Somehow, somewhere lay The Way. She must never fall lower; never be
utterly despicable in the eyes of the man she had loved. There was no
dream of forgiveness, of purification, of re-kindled love; all these she
placed sadly and gently into the dead past. But in awful earnestness,
she turned toward the future; struggling blindly, groping in half formed
plans for a way.
She came thus into the room where sat Miss Smith, strangely pallid
beneath her dusky skin. But there lay a light in her eyes.


_Eighteen_
THE COTTON CORNER

All over the land the cotton had foamed in great white flakes under the
winter sun. The Silver Fleece lay like a mighty mantle across the earth.

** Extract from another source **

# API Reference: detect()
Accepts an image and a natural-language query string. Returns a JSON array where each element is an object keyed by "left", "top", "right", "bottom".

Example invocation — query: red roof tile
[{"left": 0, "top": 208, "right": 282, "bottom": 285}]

Black men and mules had staggered beneath its burden, while deep songs
welled in the hearts of men; for the Fleece was goodly and gleaming and
soft, and men dreamed of the gold it would buy. All the roads in the
country had been lined with wagons--a million wagons speeding to and fro
with straining mules and laughing black men, bearing bubbling masses of
piled white Fleece. The gins were still roaring and spitting flames and
smoke--fifty thousand of them in town and vale. Then hoarse iron throats
were filled with fifteen billion pounds of white-fleeced, black-specked
cotton, for the whirling saws to tear out the seed and fling five
thousand million pounds of the silken fibre to the press.